One builder saying the options are:

- thermalite, 90mm cavity insulation, 10mm gap
- fibrelite, 150mm cavity filled with bats

Another builder saying:

- Thermalite and fibrelite similar u values so go with fibrelite, 90mm cavity insulation and 10mm gap

??

Are there other options? I just want building control sign off and use as little space up as possible and achieve sound construction and lowest price possible. Prefer to have a gap personally, don't like the sound of solid wall. It rains a lot here in Cheshire. How do you builders do it?
You can go Fibolites with 100mm cav and 90mm PIR interlocking (rebated) insulation such as this for example.
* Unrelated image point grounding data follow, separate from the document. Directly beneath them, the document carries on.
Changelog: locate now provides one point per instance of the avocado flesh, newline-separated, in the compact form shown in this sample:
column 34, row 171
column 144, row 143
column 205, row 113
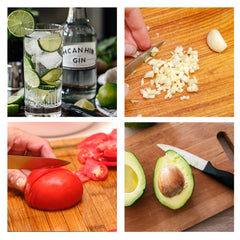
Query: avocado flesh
column 135, row 181
column 173, row 160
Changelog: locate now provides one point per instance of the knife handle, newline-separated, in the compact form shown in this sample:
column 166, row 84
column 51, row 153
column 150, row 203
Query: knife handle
column 224, row 177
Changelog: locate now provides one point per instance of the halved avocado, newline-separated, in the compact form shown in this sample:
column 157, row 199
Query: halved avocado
column 135, row 181
column 173, row 180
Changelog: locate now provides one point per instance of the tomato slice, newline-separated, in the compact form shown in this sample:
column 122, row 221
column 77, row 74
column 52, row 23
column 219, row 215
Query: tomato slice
column 113, row 134
column 89, row 153
column 83, row 178
column 93, row 139
column 109, row 163
column 52, row 189
column 95, row 170
column 110, row 153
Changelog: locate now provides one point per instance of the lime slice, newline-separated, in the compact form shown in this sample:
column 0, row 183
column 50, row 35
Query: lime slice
column 18, row 21
column 13, row 109
column 107, row 95
column 49, row 85
column 38, row 95
column 84, row 103
column 14, row 99
column 50, row 43
column 20, row 92
column 27, row 62
column 52, row 75
column 31, row 77
column 53, row 97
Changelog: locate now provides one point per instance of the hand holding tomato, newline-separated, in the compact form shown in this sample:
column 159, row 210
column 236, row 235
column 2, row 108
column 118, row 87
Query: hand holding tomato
column 22, row 143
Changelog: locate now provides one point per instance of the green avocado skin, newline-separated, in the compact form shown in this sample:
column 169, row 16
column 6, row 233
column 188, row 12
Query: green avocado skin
column 177, row 201
column 132, row 161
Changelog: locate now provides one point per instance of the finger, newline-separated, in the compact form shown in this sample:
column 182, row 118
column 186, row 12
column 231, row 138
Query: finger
column 130, row 44
column 22, row 143
column 135, row 22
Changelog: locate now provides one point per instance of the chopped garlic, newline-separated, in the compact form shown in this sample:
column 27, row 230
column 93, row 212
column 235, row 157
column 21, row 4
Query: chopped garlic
column 147, row 59
column 154, row 51
column 149, row 74
column 184, row 98
column 134, row 101
column 133, row 72
column 172, row 75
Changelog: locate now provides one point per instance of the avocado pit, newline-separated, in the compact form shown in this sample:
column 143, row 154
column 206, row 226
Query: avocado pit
column 170, row 181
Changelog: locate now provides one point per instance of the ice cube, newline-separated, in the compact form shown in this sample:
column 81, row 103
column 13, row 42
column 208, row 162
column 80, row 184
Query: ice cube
column 50, row 60
column 31, row 44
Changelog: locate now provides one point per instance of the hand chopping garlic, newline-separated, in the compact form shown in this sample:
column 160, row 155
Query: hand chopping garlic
column 215, row 41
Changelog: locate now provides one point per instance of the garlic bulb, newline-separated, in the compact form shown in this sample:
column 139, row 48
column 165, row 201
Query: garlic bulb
column 215, row 41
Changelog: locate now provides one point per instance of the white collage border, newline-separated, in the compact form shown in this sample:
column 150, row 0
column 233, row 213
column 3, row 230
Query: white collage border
column 4, row 4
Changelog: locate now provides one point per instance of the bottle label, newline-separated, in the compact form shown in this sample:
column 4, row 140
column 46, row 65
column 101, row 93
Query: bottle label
column 79, row 56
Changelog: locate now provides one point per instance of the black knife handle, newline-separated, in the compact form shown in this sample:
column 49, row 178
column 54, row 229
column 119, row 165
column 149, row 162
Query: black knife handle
column 224, row 177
It's a heck of a lot more expensive to buy than say Dritherm fibreglass and lot more effort to fit.
 
Thanks Nose. So what do you do when constructing single storey extensions?
We go with the expensive rebated PIR stuff, but it's a faff. It involves a lot of cutting, DPC's at the corners and abutments etc. The alternative is 150mm cav's and Dritherm, but astonishingly, I've yet to build a 150mm wide cav'. All my builds since the June 2022 rules change, have been done with the rebated gear and 100mm cavs.

It can put an extra couple of grand on an average extension, with the extra labour and added expense.